Schematic representation of the NBN gene on chromosome 8q21. The upper part shows variants identified in the NBN gene. Light green boxes refer to SNPs with MAF ≥ 5% in the cases set, and variants name are indicated according to the reference sequence NM_002485.4. Corresponding coding variations are indicated relative to the protein structure in the bottom part of the figure. Light blue boxes refer to synonymous variations.
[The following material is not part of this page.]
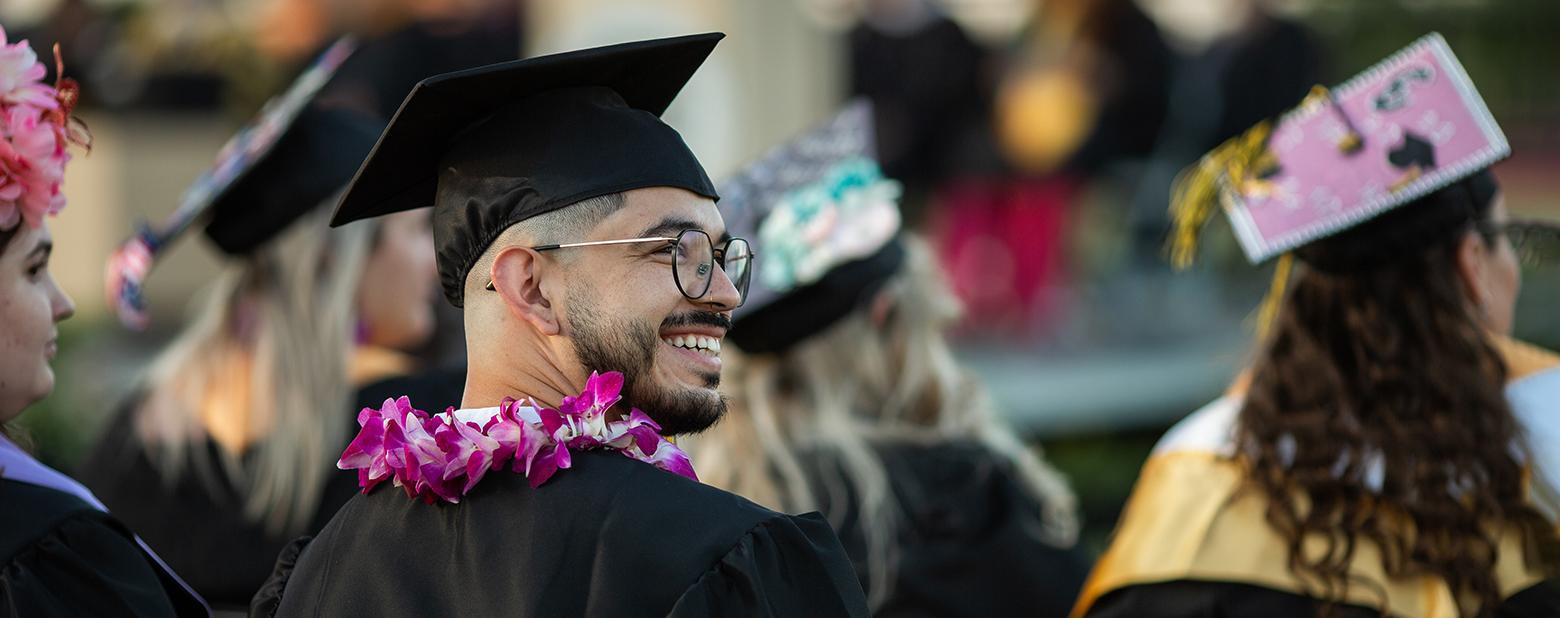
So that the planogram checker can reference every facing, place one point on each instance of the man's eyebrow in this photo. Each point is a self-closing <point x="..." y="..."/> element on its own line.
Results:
<point x="44" y="247"/>
<point x="676" y="225"/>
FHA: Forkhead-associated domain. BRCT: BRCA1 C-terminal domain. MIR: MRE11 interacting region. AIR: ATM interacting region. Yellow dots: acetylated lysine residues (K208, K233, K334, K441, K504, K544, K665, K690, K698 and K715). Red dots: phosphorylated serine residues (S278 and S343).

Identification of NBN alternative splice forms

Analysis of NBN cDNA was also performed on a subset of these breast cancer cases and highlighted the presence of two distinct alternative splice events. The first splice variant involved the insertion of 50 bp of the intron between exons 2 and 3 and is expected to result in a premature stop codon [29]. The other alternative splice form identified involves the skipping of exons 12 to 14 which is expected to produce an in-frame deletion of 113 amino acids in the region of the NBN protein involved in the interaction with its partner MRE11A (Figure 1). However, QRT-PCR of this specific form was performed on cDNA samples from a subset of 10 breast cancer cases from our cohort and showed a very low expression relative to the main isoform (data not shown), which is consistent with previous work [30].

In silico analysis of the putative impact of NBN exonic and intronic sequence variants on these splice events was also performed. Analysis of the nine exonic sequence variants using ESEfinder indicated that, while five variants (c.283G/A, c.553G/C, c.643C/T, c.797C/T, and c.1197T>C) might have an impact on putative score motifs of four SR proteins, a closer examination of these results shows that these scores, while below the program thresholds, remain relatively high and thus are unlikely to affect NBN constitutive splicing (Figure 2). According to the Splice Site prediction program, the intronic variant c.896+36G/A might slightly increase a putative acceptor site (score from 0.66 to 0.75). However, this was not confirmed by the Splice Site Finder program, which predicted the abolition of a putative donor site with a score of 71.2. As for the c.1124+91C/A intronic variant, only the Splice Site Prediction program predicted the abolition of a weak acceptor site (score of 0.45) while for the c.2234+157A/G intronic variant, the Splice Site Finder program estimated the creation of a putative acceptor site with a score of 77.2. Hence, none of the variants identified are expected to be responsible for the alternative splice events observed.

Figure 2
figure 2

In silico analysis of the effect of coding variants on putative exonic splicing enhancer (ESE) motifs by the ESEfinder program. Only scores for predicted motifs potentially abolished by exonic variants are shown. Light gray: motif matrix scores for consensus sequences. Dark gray: motif matrix scores for variant sequences. The name of the SR protein potentially involved is indicated for each score pair. Doted line indicates the default threshold used by ESEfinder for the corresponding motif.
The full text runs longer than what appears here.